Ao longo da última década, os termos “ressentimento” e “ressentido” foram cooptados pela milenar vocação amnésica brasileira. Mais ou menos como o termo “revanchista” era usado como xingamento durante a pós-ditadura brasileira, no pós-Junho, bastava que você fizesse um pequeno exercício de memória sobre a continuidade das atrocidades brasileiras sob os governos lulistas para que viesse lá de novo o rótulo: “ressentido!” Este é um primeiro dado nem sempre óbvio. O termo "ressentido", no Brasil da segunda década do século XXI, abandonou o terreno da análise e adentrou o universo dos insultos e dos pseudo-diagnósticos.

Ao longo do pós-impeachment e do governo Temer, petistas e lulistas voltaram a prestar atenção, por exemplo, nos frequentes massacres indígenas no Brasil. Quando algum memorioso mais desavisado lembrava que os massacres indígena e os etnocídios via hidrelétricas abundaram no governo petista, não faltava nunca o adendo: “ah, não se deixe levar pelo ressentimento”. Ora, é claro que são bem-vindas quaisquer pessoas que queiram se juntar a nós, que denunciamos esses massacres há muito tempo. Mas, se depois da denúncia, a pessoa escrevia “este é o Brasil de Michel Temer”, a obrigação de qualquer um que estivesse na causa por algum tempo era apontar que o governo Dilma bateu todos os recordes de massacres indígenas. Trata-se da simples correção de uma implícita falsificação.
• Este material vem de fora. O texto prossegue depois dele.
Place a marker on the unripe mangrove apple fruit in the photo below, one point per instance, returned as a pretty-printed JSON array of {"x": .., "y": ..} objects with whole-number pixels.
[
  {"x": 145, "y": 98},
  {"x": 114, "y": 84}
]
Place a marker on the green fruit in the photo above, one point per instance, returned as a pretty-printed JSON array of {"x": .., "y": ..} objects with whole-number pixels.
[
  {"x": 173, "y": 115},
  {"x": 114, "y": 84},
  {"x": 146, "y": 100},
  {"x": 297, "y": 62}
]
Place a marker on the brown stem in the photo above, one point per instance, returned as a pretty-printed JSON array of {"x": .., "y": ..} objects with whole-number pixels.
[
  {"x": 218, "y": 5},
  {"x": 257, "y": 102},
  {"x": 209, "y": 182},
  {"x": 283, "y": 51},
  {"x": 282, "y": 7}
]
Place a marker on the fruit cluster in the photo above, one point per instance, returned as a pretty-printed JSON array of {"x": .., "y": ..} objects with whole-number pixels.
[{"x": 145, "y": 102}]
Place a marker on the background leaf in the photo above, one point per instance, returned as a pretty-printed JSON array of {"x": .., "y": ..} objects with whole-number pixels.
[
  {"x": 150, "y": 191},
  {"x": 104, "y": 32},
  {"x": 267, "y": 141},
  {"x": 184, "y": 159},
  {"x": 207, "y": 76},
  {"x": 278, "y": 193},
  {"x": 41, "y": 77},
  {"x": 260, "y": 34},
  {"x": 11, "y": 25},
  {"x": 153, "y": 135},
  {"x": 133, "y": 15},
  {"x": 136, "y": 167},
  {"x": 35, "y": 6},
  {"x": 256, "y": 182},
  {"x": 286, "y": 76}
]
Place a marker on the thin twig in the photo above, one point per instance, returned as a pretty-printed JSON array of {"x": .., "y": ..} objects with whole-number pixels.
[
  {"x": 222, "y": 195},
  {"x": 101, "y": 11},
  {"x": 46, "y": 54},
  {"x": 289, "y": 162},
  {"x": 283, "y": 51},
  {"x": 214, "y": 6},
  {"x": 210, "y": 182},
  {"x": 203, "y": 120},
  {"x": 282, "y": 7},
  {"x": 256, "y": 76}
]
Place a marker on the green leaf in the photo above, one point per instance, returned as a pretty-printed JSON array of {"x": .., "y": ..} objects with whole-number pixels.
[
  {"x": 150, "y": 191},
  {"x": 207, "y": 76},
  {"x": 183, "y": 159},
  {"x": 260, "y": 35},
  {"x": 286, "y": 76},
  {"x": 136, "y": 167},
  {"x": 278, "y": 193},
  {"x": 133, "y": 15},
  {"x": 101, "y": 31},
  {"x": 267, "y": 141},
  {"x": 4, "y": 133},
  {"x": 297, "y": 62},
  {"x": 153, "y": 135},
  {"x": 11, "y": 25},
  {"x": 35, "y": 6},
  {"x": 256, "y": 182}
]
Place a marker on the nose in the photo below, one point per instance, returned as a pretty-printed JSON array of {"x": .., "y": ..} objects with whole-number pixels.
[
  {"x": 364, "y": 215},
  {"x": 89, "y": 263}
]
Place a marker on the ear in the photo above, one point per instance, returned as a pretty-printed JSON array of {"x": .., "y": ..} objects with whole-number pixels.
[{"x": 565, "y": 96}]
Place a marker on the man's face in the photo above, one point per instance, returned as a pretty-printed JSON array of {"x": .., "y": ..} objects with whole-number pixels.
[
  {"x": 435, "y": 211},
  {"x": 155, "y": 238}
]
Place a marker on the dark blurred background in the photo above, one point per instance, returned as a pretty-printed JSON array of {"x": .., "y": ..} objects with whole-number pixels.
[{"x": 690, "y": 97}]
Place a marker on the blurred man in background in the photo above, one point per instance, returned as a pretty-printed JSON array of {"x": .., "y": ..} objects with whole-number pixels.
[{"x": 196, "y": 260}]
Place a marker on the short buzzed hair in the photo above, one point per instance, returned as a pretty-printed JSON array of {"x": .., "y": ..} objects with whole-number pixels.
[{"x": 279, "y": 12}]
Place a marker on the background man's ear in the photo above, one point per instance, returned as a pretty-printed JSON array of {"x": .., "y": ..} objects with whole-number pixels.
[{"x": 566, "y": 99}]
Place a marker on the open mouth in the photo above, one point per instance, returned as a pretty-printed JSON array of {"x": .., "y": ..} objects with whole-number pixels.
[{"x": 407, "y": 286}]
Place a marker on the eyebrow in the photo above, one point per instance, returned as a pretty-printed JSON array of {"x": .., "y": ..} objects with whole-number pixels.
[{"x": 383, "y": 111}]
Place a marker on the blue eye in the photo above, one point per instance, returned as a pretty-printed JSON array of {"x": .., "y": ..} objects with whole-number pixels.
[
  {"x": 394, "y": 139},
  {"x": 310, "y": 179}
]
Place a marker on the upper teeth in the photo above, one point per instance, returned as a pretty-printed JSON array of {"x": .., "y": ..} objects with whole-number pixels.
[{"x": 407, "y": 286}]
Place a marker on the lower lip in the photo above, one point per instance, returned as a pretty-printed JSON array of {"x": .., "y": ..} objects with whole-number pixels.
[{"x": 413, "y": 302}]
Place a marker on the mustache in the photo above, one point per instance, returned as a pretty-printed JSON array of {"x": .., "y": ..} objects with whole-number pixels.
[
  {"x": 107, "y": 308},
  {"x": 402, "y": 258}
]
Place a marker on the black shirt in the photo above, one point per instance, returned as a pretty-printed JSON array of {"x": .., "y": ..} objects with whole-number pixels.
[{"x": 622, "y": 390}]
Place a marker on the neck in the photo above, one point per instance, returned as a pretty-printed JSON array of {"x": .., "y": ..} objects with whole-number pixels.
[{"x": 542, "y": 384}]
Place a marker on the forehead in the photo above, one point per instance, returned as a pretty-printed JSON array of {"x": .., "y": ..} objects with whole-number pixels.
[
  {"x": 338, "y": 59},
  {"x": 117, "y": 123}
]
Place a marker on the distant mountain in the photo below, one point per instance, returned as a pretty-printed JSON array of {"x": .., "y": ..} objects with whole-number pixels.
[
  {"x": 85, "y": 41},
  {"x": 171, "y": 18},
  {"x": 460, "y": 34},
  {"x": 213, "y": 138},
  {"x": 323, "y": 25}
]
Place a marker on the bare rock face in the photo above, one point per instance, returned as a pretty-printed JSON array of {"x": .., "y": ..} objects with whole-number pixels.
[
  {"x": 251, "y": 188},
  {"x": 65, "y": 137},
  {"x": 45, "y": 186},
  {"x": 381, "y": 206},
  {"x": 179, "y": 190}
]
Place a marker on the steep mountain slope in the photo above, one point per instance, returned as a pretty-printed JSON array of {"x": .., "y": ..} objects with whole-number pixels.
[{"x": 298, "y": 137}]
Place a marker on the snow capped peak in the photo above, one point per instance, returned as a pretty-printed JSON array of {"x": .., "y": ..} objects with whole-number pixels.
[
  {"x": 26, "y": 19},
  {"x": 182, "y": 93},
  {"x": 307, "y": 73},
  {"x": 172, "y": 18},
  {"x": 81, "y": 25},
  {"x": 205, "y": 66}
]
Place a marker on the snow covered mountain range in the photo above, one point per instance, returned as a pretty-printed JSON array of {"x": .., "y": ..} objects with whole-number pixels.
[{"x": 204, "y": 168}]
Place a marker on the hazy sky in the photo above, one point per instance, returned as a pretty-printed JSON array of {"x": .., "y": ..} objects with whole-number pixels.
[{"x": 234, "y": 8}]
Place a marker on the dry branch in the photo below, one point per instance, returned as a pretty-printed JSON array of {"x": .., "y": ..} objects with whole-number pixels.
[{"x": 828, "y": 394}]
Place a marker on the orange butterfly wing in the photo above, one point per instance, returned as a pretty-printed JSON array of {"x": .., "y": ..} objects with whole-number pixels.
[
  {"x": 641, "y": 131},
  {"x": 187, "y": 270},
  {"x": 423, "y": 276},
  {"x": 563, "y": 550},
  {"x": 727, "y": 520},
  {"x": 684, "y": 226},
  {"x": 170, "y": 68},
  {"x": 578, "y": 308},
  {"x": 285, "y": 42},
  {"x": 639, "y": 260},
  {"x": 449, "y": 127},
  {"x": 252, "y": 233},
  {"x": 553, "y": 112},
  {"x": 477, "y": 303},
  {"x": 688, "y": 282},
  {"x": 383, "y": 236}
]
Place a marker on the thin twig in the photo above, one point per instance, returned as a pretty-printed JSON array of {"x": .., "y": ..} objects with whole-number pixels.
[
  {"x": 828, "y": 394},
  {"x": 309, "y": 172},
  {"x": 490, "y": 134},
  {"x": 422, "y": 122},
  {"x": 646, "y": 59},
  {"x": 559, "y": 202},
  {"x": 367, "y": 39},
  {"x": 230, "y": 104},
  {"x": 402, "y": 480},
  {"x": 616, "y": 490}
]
É irônico que aqueles que abusaram desse termo ao longo da década tenham sido, sobretudo, os petistas e lulistas. Trata-se de algo curioso porque a característica essencial do ressentido, como explicado acima, é ver todo o planeta como culpado por suas derrotas. E foi exatamente a esquerda que governou entre 2003 e 2016 que se especializou em responsabilizar a mídia, os coxinhas, os EUA, a oposição, os “golpistas” ou os críticos que “fazem o jogo da direita” por seus fracassos e derrotas. Mesmo em um contexto em que tiveram o controle do Executivo, a prerrogativa de nomear 73% da Suprema Corte, a maior bancada da Câmara, o controle dos movimentos de moradia e de reforma agrária, enorme influência nos movimentos identitários, hegemonia no pensamento universitário e posse de dezenas de mídias “alternativas”, mesmo nesse contexto, a culpa era sempre de outrem.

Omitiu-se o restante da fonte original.